Pugmire David, Monroe Laura, Connor Davenport Carolyn, DuBois Andrew, DuBois David, Poole Stephen
Los Alamos National Laboratory, Los Alamos, NM 87545, USA.
IEEE Trans Vis Comput Graph. 2007 Jul-Aug;13(4):798-809. doi: 10.1109/TVCG.2007.1026.
This paper describes the first use of a Network Processing Unit (NPU) to perform hardware-based image composition in a distributed rendering system. The image composition step is a notorious bottleneck in a clustered rendering system. Furthermore, image compositing algorithms do not necessarily scale as data size and number of nodes increase. Previous researchers have addressed the composition problem via software and/or custom-built hardware. We used the heterogeneous multicore computation architecture of the Intel IXP28XX NPU, a fully programmable commercial off-the-shelf (COTS) technology, to perform the image composition step. With this design, we have attained a nearly four-times performance increase over traditional software-based compositing methods, achieving sustained compositing rates of 22-28 fps on a 1,024 x 1,024 image. This system is fully scalable with a negligible penalty in frame rate, is entirely COTS, and is flexible with regard to operating system, rendering software, graphics cards, and node architecture. The NPU-based compositor has the additional advantage of being a modular compositing component that is eminently suitable for integration into existing distributed software visualization packages.

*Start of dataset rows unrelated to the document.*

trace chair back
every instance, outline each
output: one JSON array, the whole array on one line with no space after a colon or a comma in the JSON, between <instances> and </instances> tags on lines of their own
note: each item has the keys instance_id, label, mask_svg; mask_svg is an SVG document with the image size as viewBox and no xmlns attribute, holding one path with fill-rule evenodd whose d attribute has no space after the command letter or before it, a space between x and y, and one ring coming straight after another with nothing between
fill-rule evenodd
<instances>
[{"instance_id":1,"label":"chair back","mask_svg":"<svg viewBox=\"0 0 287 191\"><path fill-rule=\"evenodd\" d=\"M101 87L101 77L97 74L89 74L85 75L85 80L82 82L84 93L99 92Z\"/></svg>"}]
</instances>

本文介绍了首次在分布式渲染系统中使用网络处理单元(NPU)来执行基于硬件的图像合成。在集群渲染系统中,图像合成步骤是一个众所周知的瓶颈。此外,随着数据大小和节点数量的增加,图像合成算法不一定能实现扩展。先前的研究人员已通过软件和/或定制硬件来解决合成问题。我们使用英特尔IXP28XX NPU的异构多核计算架构(一种完全可编程的商用现货(COTS)技术)来执行图像合成步骤。通过这种设计,我们在性能上比传统的基于软件的合成方法提高了近四倍,在1024×1024图像上实现了22 - 28帧/秒的持续合成速率。该系统具有完全可扩展性,帧率损失可忽略不计,完全采用商用现货技术,并且在操作系统、渲染软件、图形卡和节点架构方面具有灵活性。基于NPU的合成器还有一个额外的优点,即它是一个模块化的合成组件,非常适合集成到现有的分布式软件可视化包中。